Domestic team information
- 1926/27–1928/29: New South Wales

Career statistics
| Competition | First-class |
| Matches | 6 |
| Runs scored | 361 |
| Batting average | 36.10 |
| 100s/50s | 1/2 |
| Top score | 134 |
| Catches/stumpings | 0/0 |
- Source: CricketArchive, 7 December 2022

= Dudley Seddon =

Australian sportsman

Cecil Dudley Seddon (3 July 1902 – 18 April 1978) was an Australian sportsman who represented New South Wales in both cricket and rugby league.

==Rugby league==
Seddon played rugby league for the Newtown in the New South Wales Rugby League from 1920 to 1926. He was one of the New South Wales rugby league team's three-quarters in a representative match against Queensland on 5 June 1921.

==Cricket==
Seddon made his first-class cricket debut in a 1926/27 Sheffield Shield match against Queensland. A middle order batsman, Seddon made just six and four.
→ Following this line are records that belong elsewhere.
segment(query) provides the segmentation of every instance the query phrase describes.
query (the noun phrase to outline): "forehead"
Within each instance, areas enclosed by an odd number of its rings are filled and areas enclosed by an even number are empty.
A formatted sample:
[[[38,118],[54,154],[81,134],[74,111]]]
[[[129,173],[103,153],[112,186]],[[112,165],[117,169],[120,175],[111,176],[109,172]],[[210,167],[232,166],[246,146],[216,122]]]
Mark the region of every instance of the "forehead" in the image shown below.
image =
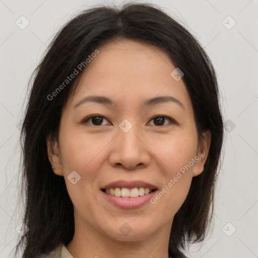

He had to wait a year to make his next first-class appearance, which came against Tasmania in 1927/28. Seddon again didn't have an impact, making 10 and 22 in his two innings.

The right-hander made three appearances in New South Wales's winning 1928/29 Sheffield Shield campaign. His best performance came against Queensland at the Sydney Cricket Ground, where he made a pair of half centuries (80 and 59). Also that summer, Seddon played a first-class match against Tasmania in Hobart and scored a career best 134. It was his final first-class innings.

==National selector==
Seddon was a selector for the Australia national cricket team from 1954 to 1967.